A 20-year-old Washington man was arrested recently in connection with the beating of a 27-year-old man who was found unconscious and transported to Harborview Medical. Police said they believe the younger man attacked the older man after an argument they had earlier in the day. The police originally arrested the man on suspicion of assault, but sometime after that the victim died. He will now likely face homicide charges of some kind.
There are homicides in which a person intentionally kills someone, and then there are homicides in which the killing was the result of recklessness. For these reckless homicides, Washington imposes the charge of manslaughter. Prosecutors often employ this charge in cases involving a drunk driver who allegedly caused a fatal accident. But there are other cases in which it isn't clear whether the charge should be manslaughter or murder.
Prosecutors may charge suspects with second-degree murder when the accused allegedly killed the victim without premeditation, but that charge requires the intent to kill. That charge can stick even if the accused intended to kill someone other than the actual victim.
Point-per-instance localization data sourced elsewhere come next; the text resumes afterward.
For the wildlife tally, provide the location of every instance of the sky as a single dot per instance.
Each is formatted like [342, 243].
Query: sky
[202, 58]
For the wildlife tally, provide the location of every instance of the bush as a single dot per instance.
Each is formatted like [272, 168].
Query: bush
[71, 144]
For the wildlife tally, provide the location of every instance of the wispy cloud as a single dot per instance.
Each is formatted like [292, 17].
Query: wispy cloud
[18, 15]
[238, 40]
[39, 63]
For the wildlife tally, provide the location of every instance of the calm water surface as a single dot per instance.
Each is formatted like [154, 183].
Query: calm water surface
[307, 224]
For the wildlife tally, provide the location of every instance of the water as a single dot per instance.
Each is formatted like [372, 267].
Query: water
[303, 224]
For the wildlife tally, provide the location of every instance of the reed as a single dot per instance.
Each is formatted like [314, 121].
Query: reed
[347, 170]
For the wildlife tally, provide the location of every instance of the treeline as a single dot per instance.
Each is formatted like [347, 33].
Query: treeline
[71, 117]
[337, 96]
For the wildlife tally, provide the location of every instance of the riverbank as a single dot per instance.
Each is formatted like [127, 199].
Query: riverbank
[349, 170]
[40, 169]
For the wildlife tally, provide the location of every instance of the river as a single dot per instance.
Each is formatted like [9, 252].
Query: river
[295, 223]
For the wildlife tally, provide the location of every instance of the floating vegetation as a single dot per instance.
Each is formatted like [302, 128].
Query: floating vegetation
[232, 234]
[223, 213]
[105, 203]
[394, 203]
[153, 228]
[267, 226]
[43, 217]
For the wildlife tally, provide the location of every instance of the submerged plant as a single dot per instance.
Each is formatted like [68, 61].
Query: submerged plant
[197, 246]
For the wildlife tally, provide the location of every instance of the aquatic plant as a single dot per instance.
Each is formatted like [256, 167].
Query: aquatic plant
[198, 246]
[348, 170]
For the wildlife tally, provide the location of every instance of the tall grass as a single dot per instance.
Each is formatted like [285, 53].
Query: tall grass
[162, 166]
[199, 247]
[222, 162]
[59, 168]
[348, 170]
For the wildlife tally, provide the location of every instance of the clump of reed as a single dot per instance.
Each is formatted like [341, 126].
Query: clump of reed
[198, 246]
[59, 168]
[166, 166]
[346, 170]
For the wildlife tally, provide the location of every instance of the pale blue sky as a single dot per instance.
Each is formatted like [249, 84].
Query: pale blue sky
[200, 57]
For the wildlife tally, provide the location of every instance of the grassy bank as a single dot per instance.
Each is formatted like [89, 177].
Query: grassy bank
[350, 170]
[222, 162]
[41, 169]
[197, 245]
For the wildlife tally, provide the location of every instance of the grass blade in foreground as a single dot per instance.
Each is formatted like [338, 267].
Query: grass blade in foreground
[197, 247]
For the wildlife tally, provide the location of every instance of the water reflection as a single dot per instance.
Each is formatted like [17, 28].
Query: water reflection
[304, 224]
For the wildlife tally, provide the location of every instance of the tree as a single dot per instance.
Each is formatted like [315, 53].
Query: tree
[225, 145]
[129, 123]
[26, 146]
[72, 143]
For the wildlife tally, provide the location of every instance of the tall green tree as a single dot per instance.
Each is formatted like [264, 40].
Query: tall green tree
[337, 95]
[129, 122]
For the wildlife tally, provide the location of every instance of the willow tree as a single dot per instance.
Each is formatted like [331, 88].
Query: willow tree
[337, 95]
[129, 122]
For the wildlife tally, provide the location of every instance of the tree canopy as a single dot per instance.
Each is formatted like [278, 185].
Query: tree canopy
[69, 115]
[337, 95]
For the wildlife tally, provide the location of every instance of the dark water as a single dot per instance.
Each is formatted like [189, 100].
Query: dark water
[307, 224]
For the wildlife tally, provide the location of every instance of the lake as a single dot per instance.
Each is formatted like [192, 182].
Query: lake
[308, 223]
Manslaughter charges are different. To be convicted of manslaughter, the accused need not have had any intention to kill. However, the victim must have died as a result of the defendant's action, the action must have been inherently dangerous or committed with reckless disregard of human life, and the defendant must have known that the action was a threat to the lives of others.
For example, when a suspect drives drunk and crashes into another car, killing its driver, the suspect probably would not be convicted of a murder charge, but could be convicted of manslaughter charges. Similarly, a suspect who got in a fist fight with another person in which the other person was accidentally killed might not be convicted of second-degree murder, but could be convicted of manslaughter charges.
In all of these cases, the accused are entitled to a defense. It's important for Washington residents accused of manslaughter to understand how the law applies to their own unique set of circumstances.